We celebrated New Years Day a week after our arrival here in Benin. As we were exchanging New Years greetings with relatives and friends, we were able to introduce ourselves to neighbors we hadn’t met yet.

The practice of visiting acquaintances on the first day of the year is common in French-speaking West African countries. The custom gives meaning and cohesiveness to relationships and strengthens community ties. People celebrate New Year’s Eve at home. On January 1, after lunch with family members, people spend the rest of the day visiting. Hosts entertain visitors with food and drink, honored by their friends’ presence. Everyone expects at least a few people to visit, so they prepare a lot of food and drink. The feasting can border on gluttony.

Having just arrived in town the week before, we expected only two New Years visitors—the owner of the small store where we’d been going for supplies and the manager of the telephone center we’d been using to make calls. These two men actually helped us find our house, too. Later in the day, they both did come to visit. This low number of New Years visitors was quite a change for Elmire and me. Over the past four years, we had become accustomed to hosting many visitors during holidays.

We went out that afternoon to visit our neighbors. We were offered food in each home, which we accepted since it would have been impolite not to. Since our stomachs had a finite capacity, we had to limit our visiting to four homes. However, the four visits turned out to be very rich and exciting. They were four distinct families—a native Dendi family, a family of a neighboring northern tribe, a family from the south of Benin working in the north on government administration, and a business-owner family originally from Nigeria that has been living in Benin for three generations.

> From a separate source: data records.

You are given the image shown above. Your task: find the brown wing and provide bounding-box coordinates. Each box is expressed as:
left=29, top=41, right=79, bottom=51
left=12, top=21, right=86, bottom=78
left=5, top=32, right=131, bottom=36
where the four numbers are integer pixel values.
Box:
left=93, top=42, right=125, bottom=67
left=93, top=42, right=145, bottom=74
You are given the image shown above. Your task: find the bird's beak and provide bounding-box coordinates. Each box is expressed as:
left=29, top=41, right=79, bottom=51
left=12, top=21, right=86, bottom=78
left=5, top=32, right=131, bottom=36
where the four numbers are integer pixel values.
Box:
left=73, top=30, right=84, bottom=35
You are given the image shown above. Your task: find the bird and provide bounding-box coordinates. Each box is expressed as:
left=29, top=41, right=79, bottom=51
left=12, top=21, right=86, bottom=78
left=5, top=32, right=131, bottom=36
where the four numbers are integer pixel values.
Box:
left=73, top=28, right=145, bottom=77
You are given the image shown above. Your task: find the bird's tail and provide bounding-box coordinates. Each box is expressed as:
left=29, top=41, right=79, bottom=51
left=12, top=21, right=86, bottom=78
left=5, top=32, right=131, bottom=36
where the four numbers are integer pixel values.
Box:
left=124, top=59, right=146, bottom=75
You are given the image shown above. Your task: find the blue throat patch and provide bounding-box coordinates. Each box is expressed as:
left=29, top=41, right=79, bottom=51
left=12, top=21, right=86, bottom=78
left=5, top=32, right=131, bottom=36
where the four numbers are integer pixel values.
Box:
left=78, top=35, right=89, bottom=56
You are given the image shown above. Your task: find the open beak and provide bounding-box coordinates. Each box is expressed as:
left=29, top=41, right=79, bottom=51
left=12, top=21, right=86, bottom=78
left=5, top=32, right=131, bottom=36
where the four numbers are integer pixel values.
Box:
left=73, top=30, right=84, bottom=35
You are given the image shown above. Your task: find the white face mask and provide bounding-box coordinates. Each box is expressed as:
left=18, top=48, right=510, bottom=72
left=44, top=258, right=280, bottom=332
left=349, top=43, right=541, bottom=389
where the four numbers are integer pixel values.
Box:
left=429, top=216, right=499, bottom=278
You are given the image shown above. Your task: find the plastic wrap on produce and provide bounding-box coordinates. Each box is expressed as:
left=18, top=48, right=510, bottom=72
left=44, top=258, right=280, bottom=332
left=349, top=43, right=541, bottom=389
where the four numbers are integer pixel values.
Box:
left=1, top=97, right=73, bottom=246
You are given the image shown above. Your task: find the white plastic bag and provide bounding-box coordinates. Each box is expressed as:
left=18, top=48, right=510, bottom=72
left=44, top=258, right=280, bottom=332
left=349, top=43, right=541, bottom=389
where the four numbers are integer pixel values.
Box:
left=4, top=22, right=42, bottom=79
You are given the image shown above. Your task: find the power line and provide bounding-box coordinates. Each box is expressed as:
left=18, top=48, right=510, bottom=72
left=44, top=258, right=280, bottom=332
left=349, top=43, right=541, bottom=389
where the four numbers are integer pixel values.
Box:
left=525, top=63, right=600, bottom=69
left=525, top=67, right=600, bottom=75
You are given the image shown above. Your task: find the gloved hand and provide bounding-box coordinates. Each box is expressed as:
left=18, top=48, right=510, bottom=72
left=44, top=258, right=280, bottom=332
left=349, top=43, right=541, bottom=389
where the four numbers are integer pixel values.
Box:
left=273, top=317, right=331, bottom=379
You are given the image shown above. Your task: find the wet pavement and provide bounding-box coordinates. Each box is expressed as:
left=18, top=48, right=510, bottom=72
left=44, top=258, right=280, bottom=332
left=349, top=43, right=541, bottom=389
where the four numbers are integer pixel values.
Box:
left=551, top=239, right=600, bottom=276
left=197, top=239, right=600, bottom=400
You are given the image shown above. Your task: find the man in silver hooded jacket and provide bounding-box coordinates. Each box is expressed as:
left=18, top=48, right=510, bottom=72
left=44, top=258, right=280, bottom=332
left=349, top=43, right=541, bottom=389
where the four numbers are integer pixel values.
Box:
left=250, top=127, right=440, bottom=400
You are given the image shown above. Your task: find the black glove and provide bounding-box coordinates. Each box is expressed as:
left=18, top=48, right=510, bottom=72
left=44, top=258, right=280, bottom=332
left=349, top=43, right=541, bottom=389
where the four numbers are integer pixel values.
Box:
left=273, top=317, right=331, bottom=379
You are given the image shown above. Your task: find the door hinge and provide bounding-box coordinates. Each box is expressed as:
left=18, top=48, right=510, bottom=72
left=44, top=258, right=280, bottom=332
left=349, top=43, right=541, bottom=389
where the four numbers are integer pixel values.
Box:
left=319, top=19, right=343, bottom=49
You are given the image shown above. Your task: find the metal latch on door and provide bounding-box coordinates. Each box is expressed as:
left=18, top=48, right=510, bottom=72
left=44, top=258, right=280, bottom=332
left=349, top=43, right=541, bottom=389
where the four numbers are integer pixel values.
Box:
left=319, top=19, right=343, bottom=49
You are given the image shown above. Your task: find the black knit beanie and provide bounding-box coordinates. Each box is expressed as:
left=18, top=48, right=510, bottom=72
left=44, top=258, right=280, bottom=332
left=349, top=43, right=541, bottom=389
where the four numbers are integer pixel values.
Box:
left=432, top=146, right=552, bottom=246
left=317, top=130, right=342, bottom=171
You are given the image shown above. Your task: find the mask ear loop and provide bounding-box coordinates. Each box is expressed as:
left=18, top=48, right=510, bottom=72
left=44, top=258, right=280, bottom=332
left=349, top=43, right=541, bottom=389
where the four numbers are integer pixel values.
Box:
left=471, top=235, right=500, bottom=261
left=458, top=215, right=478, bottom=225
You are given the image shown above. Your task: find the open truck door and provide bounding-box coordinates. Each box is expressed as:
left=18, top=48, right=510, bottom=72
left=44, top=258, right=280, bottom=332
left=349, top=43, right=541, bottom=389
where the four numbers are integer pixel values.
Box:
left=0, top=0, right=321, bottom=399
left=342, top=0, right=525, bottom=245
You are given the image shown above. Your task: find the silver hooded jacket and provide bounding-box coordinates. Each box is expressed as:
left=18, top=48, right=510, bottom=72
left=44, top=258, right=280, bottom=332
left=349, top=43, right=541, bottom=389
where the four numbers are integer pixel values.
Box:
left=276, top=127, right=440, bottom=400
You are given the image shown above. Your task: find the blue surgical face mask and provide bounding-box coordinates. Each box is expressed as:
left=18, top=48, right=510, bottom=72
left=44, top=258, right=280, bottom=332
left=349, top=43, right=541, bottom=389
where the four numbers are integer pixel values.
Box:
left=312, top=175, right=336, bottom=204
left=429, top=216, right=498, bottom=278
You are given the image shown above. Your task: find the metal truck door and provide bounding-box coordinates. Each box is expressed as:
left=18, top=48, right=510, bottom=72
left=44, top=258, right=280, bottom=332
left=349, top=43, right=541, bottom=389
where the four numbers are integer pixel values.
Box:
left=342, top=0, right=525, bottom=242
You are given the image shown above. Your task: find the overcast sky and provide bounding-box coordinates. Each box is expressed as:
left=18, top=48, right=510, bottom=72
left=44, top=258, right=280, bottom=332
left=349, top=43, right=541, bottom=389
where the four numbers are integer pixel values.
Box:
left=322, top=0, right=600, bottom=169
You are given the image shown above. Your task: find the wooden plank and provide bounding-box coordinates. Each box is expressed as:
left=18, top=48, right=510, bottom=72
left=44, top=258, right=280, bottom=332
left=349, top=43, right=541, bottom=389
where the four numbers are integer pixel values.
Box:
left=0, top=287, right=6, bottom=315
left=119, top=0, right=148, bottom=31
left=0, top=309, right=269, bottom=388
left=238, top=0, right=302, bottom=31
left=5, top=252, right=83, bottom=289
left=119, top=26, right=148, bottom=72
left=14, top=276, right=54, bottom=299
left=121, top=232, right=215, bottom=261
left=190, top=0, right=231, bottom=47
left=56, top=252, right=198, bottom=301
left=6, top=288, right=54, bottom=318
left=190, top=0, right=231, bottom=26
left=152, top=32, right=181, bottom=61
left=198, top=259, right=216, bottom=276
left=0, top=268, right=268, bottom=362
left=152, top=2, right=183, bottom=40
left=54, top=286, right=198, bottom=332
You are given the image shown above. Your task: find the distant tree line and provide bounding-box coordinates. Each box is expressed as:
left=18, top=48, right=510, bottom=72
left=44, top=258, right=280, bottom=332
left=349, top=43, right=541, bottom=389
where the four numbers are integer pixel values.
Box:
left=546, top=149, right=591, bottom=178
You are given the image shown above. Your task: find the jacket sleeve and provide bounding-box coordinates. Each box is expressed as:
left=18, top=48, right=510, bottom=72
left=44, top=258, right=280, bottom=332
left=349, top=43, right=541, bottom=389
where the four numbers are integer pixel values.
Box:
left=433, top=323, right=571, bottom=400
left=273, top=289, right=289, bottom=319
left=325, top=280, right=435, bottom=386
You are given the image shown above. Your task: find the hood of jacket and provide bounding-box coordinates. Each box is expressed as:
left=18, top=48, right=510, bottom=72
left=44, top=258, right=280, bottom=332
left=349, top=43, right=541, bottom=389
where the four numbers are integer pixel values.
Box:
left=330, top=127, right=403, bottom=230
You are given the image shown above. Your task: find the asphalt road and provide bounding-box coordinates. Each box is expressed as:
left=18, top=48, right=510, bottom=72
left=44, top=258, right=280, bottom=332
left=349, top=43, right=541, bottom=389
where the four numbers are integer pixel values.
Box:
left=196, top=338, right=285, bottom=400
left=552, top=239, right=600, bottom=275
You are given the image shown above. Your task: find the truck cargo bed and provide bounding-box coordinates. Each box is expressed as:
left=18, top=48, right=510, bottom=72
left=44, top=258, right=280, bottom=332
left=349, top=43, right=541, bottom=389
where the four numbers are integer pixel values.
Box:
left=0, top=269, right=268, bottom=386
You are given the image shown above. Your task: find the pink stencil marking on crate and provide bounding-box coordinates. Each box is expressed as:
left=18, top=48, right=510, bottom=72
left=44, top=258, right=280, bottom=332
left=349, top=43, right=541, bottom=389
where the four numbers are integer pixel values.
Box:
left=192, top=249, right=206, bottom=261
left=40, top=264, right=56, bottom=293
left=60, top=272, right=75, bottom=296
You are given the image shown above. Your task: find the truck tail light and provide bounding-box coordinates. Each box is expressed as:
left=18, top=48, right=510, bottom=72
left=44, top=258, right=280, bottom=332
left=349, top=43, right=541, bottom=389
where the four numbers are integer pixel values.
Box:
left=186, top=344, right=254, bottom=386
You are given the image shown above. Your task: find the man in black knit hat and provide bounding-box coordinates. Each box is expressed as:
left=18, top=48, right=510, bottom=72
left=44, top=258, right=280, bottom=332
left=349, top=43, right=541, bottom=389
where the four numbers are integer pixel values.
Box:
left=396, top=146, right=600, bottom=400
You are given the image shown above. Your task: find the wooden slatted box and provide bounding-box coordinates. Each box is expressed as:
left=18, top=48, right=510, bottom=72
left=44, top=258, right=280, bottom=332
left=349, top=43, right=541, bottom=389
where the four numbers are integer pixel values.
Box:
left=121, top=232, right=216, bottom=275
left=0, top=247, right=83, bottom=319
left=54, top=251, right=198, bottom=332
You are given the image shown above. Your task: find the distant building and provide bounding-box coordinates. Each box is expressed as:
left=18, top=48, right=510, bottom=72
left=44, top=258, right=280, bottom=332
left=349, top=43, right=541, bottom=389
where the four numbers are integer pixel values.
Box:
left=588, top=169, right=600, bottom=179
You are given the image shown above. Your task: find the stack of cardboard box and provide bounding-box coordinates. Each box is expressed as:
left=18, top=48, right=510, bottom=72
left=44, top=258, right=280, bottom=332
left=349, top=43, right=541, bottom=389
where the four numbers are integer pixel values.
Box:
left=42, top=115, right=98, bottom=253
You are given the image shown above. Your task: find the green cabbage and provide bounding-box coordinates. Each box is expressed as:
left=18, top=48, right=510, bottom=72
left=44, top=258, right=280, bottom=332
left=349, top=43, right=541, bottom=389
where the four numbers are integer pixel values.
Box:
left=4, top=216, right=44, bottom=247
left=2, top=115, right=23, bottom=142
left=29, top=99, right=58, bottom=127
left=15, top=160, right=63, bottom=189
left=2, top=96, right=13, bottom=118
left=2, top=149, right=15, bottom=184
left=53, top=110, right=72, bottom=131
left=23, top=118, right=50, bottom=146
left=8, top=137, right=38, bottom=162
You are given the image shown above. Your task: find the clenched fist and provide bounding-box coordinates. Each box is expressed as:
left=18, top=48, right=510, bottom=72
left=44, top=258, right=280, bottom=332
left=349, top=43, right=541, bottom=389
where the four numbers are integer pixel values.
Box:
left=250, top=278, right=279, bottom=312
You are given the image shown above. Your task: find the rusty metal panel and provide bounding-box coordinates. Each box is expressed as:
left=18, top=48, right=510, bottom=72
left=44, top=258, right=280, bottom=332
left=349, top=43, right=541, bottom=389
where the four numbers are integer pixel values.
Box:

Since one of our primary assignments during our first term of service is to complete a Dendi cultural scrapbook, we paid close attention to any cultural facts we could gather from the Dendi family we visited. At the front door, a woman welcomed us in and introduced us to two men who were eating. We soon received our plates of food and joined them. As we went through the introduction process, one of the two men asked the woman to get us some soft drinks, which we politely declined, postponing them for the next visit since we already had water to drink.

Noticing a baby, I asked who the happy father was. The woman pointed at one of the men. I asked him how many children he had. He looked at me blankly, and the woman and the other man. He then explained to us that the other man was the woman’s husband and the father of the baby. He went on to explain that, in Dendi culture, a woman doesn’t directly introduce her husband. Knowing we are new in town and unfamiliar with Dendi culture, everyone laughed off my confusion. Elmire and I had gained a valuable cultural insight.

We know that we are just beginning our journey of discovery. Many more feasts are to come, and we will have many more opportunities for us to learn Dendi culture and language. We thank God for His enabling, and we thank you for being with us in this endeavor.